The BlackBerry chief also had additional good news. Chen reported that there were already more than 200,000 orders for Passport, the company’s latest smart phone launched on Wednesday. He said the device sold out online within 10 hours of its release.
However, according to the Worldwide Mobile Phone Tracker of analyst firm IDC, BlacBerry shipped only 1.5 million handsets which accounted for 0.5 per cent oof the workwide smart phone market. This indicates that the Waterloo, Ont.-based company still has a long road to go before catching up with the market leaders like Apple Inc. and Samsung.
BlackBerry sold 2.1 million smart phones in the period, down from 2.6 million sold in the first quarter, but more that the expected 1.8 million. Sales were likely helped by the release of the company’s low-cost Z30 smartt phone. Cash in the company’s coffers rose by $11 million to $3.1 billion.

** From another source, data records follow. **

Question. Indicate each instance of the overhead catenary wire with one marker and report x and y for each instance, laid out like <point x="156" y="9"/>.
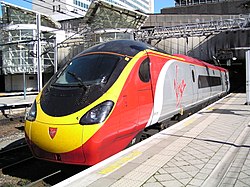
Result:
<point x="52" y="8"/>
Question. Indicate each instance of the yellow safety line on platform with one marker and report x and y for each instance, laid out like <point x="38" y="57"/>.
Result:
<point x="120" y="162"/>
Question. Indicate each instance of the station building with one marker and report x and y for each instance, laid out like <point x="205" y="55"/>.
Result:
<point x="70" y="9"/>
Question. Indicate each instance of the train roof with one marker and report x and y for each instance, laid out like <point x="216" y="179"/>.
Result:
<point x="199" y="62"/>
<point x="125" y="47"/>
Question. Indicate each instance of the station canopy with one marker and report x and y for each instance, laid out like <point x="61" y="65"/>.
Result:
<point x="102" y="15"/>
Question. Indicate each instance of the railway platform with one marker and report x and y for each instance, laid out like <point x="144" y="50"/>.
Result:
<point x="209" y="148"/>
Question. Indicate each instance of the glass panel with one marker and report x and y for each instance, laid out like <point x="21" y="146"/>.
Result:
<point x="88" y="70"/>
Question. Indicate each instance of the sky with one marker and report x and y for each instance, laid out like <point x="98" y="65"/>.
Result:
<point x="159" y="4"/>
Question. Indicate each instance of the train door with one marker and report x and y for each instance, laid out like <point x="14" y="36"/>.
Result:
<point x="194" y="83"/>
<point x="145" y="94"/>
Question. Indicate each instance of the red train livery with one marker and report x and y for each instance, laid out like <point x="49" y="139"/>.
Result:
<point x="101" y="101"/>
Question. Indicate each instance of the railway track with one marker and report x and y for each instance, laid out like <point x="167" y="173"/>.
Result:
<point x="19" y="168"/>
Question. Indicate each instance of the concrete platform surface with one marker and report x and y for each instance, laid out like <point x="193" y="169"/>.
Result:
<point x="16" y="100"/>
<point x="210" y="148"/>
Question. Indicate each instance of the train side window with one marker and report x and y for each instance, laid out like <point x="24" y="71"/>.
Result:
<point x="193" y="76"/>
<point x="144" y="71"/>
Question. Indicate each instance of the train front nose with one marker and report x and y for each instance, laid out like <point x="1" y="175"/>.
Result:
<point x="60" y="143"/>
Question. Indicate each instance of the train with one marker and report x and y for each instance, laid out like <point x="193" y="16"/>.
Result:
<point x="102" y="100"/>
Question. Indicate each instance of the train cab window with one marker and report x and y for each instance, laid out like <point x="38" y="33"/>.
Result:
<point x="88" y="70"/>
<point x="193" y="76"/>
<point x="144" y="71"/>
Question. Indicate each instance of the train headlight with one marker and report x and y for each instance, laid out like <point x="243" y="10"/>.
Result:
<point x="97" y="114"/>
<point x="31" y="116"/>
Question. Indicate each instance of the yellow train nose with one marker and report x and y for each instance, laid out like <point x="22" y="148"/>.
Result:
<point x="55" y="138"/>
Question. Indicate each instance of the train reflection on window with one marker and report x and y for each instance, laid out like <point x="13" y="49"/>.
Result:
<point x="88" y="70"/>
<point x="208" y="81"/>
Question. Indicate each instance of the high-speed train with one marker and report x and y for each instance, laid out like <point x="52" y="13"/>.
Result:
<point x="99" y="103"/>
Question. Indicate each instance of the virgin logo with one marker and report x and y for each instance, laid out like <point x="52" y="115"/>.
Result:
<point x="52" y="132"/>
<point x="179" y="87"/>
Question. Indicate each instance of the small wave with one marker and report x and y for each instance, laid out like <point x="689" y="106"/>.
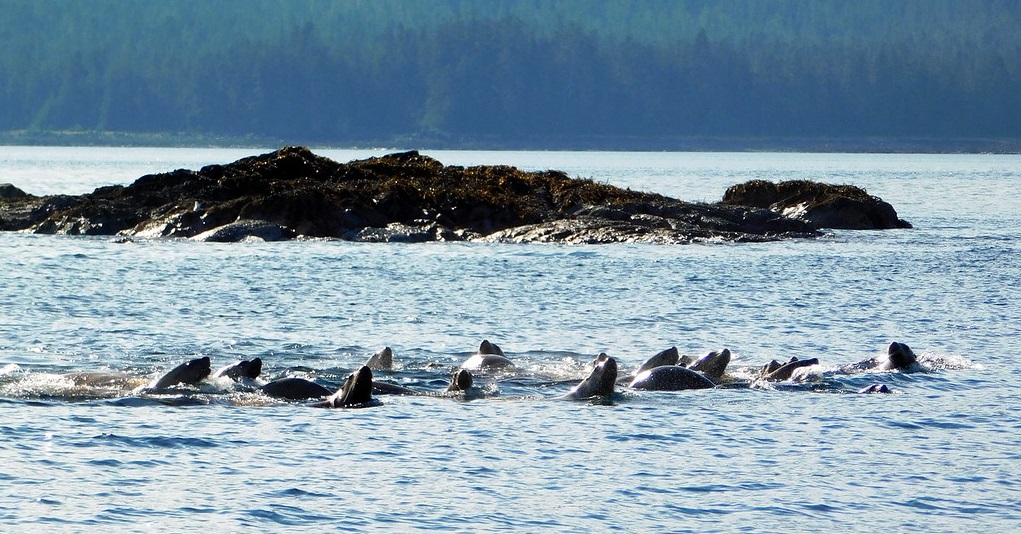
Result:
<point x="157" y="441"/>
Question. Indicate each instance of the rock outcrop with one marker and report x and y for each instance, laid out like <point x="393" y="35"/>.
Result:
<point x="293" y="193"/>
<point x="824" y="205"/>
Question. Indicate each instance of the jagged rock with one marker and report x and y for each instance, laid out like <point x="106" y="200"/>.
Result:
<point x="245" y="230"/>
<point x="9" y="191"/>
<point x="824" y="205"/>
<point x="404" y="197"/>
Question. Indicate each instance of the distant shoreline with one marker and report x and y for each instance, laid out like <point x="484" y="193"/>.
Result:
<point x="443" y="141"/>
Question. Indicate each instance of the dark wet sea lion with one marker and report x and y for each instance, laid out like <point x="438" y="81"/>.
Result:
<point x="671" y="378"/>
<point x="664" y="357"/>
<point x="188" y="373"/>
<point x="460" y="381"/>
<point x="774" y="372"/>
<point x="381" y="360"/>
<point x="600" y="382"/>
<point x="295" y="389"/>
<point x="489" y="355"/>
<point x="356" y="390"/>
<point x="898" y="355"/>
<point x="242" y="370"/>
<point x="876" y="388"/>
<point x="713" y="365"/>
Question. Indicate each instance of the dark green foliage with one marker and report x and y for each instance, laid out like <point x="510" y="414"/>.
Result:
<point x="514" y="73"/>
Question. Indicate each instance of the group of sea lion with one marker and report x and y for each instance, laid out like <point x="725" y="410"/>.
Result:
<point x="666" y="371"/>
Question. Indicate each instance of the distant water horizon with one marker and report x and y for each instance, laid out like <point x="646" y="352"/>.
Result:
<point x="936" y="454"/>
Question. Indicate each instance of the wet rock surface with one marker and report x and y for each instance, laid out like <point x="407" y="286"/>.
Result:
<point x="824" y="205"/>
<point x="407" y="197"/>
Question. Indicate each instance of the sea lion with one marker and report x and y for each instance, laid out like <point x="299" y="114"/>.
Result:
<point x="600" y="381"/>
<point x="489" y="355"/>
<point x="382" y="360"/>
<point x="670" y="378"/>
<point x="460" y="381"/>
<point x="776" y="372"/>
<point x="898" y="355"/>
<point x="189" y="373"/>
<point x="713" y="365"/>
<point x="242" y="370"/>
<point x="876" y="388"/>
<point x="664" y="357"/>
<point x="293" y="388"/>
<point x="356" y="390"/>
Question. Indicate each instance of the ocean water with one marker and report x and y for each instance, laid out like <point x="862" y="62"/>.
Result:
<point x="940" y="453"/>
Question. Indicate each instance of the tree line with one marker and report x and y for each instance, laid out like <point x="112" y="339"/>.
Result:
<point x="503" y="73"/>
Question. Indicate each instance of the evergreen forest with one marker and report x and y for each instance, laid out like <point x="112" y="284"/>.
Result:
<point x="519" y="74"/>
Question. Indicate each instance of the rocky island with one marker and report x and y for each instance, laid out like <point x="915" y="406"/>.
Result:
<point x="292" y="193"/>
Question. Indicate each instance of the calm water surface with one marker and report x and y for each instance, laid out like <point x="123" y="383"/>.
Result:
<point x="938" y="454"/>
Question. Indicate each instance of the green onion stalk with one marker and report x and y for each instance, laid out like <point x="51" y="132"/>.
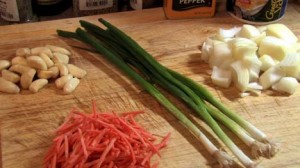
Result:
<point x="257" y="147"/>
<point x="195" y="102"/>
<point x="272" y="147"/>
<point x="223" y="158"/>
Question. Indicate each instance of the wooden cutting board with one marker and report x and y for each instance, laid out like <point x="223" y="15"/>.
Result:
<point x="28" y="120"/>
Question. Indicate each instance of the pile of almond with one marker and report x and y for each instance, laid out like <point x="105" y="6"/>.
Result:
<point x="32" y="68"/>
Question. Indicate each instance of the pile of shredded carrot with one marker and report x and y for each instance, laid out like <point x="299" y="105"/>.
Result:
<point x="105" y="140"/>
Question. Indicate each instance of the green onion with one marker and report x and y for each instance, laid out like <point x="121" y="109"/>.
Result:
<point x="161" y="72"/>
<point x="130" y="57"/>
<point x="223" y="158"/>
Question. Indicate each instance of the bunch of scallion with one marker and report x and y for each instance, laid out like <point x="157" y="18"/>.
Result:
<point x="138" y="64"/>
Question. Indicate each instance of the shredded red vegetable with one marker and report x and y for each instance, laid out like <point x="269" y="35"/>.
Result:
<point x="102" y="140"/>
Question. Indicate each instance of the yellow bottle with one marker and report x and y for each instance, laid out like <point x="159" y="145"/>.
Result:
<point x="179" y="9"/>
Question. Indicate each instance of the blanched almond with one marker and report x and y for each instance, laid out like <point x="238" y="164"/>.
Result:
<point x="38" y="84"/>
<point x="8" y="87"/>
<point x="63" y="70"/>
<point x="19" y="60"/>
<point x="4" y="64"/>
<point x="60" y="82"/>
<point x="10" y="76"/>
<point x="45" y="74"/>
<point x="20" y="69"/>
<point x="71" y="85"/>
<point x="27" y="78"/>
<point x="55" y="71"/>
<point x="36" y="62"/>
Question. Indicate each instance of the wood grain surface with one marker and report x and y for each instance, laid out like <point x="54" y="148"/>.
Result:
<point x="28" y="120"/>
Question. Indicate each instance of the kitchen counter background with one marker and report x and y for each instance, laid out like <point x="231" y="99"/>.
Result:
<point x="68" y="13"/>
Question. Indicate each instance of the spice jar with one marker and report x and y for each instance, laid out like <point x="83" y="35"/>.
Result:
<point x="94" y="7"/>
<point x="16" y="11"/>
<point x="50" y="7"/>
<point x="179" y="9"/>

If BlackBerry manages to sell 10 million smart phones a year, its handset division will enter profitability, said Chen. He also repeated earlier statements made at this week’s launch of the BlackBerry Passport that the company’s restructuing phase is behind it.
“Our workforce restructuring is now complete, and we are focusing on revenue growth with judicious investments to further our leadership position in enterprise mobioity and securit, driving us towards non-GAAP profitability during FY16,” he said.
The company had been under extreme pressure for several years now. After suffering humbling losses year after year in a market segment it pioneered,
Last year, BlackBerry had to shed some 4,300 personnel or a third of its workforce. Its attempt to catch up with the times by introducing the all-touchscreen BlackBerry Z10 forced the company to take $934 million tax writedown largely due to poor sales of the handset.
Chen is doing all he can to turn the company around said Colin Gillis, analyst for BGC Financial in an interview with the Globe and Mail. He cited Chen’s restructuring plan, the sale of BlackBerry real estate and its return to core business and government users. Gillis said BlackBerry’s challenges are getting the public to accept its products and winning the “race against time.”
On Wednesday, however, Chen took to the stage once more saying “I am sure we are on our way back” as he held up the company’s square-screen Passport smart phone in Toronto.
Krista Napier, manager for mobility at analyst firm IDC Canada the Passport could just be the device BlackBerry needs to bring some life back to the company. She said the phone had the features that power users look for in a productivity device such as a long battery life, and a screen that allows viewing of full spreadsheets.
Regaining dominance in the market, however, is another story.
“BlackBerry loyalist will be the main prospects for this device,” she said. “It’s possible they could win back some customers who had switched to another device, but given the competition in the market in the second half of the year from market leaders like Samsung and Apple, that will still be a very difficult battle for BlackBerry.”